Meneou a cabeça para tentar se livrar daqueles pensamentos.

-- Ficará nesse quarto! – Apontou a porta. – Preciso de um banho, nos falamos depois.

Aimê a viu seguir e adentrar outro aposento, nem mesmo pôde falar nada.

 

 

 

Diana entrou e não pareceu surpresa ao se deparar com Vanessa sentada confortavelmente na poltrona.

-- Pensei que aproveitaria mais seu momento ao lado da sua esposa! – Cruzou as pernas.

A Calligari foi até ela, estreitando os olhos ameaçadoramente.

-- Eu ainda não engoli você ter trazido Aimê aqui e sem os seguranças para protegê-las!

 

-- Ah, sim, como se a neta do general tivesse uma personalidade sempre dócil e angelical. – Cruzou as pernas. – Ela ficou furiosa quando soube a verdade sobre a morte do seu pai.

-- Mas quem disse a ela?

-- Ricardo!

A major praguejou alto.

-- Aimê ficou possessa, discutiu com Cláudia e disse que precisava te ver.

-- Mesmo assim! – Passou a mão pelos cabelos. – Vocês correram riscos! Ela corre perigo!

-- Não se preocupe tanto! Mesmo com a dispensa da menina, o chefe ainda esteve presente, mesmo que a Villa Real pensasse que estávamos sozinhas.

Diana ouviu o bip do celular e logo viu a mensagem do guarda-costas.

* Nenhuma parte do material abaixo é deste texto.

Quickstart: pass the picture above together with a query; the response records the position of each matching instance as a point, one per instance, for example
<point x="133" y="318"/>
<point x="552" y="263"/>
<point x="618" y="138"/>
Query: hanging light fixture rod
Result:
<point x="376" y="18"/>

-- Você deveria fazer como eu, apenas fingir que a filha de Otávio decide alguma coisa, seria uma boa forma de vocês viverem em paz.

Diana a ignorou, enquanto se livrava da camiseta e da calça, ficando apenas de lingerie.

-- Fez o que eu pedi? – Questionou, enquanto caminha até o banheiro.

A empresária se levantou, seguindo até ela.

-- Não e não farei, pois achei um absurdo!

A pintora ligou a água e ficou sob a ducha durante longos minutos.

-- Quando li seu e-mail tive vontade de apertar seu pescoço, acho que Aimê sentira o mesmo ao saber.

Diana passava sabonete pelo corpo pacientemente.

-- Se ela quer a liberdade, eu darei com essa condição, assim teremos menos chances de ela ser pega por aquele miserável!

-- E por que você mesma não a protege?

A morena se secou, depois vestiu o roupão atoalhado preto. Com passos firmes retornou para o quarto, seguindo até a cama.

-- Faça apenas o que estou dizendo! – Retrucou aborrecida.

-- Ah, sim, já começa a esbravejar... Quero saber quando vai dizer a Aimê sobre sua decisão.

-- Hoje mesmo... Agora saia, vá pro seu quarto, estou cansada e quero dormir um pouco.

Vanessa suspirou impaciente, mas não falou mais nada, deixando os aposentos.

 

 

 

Passava das nove da noite quando Diana despertou.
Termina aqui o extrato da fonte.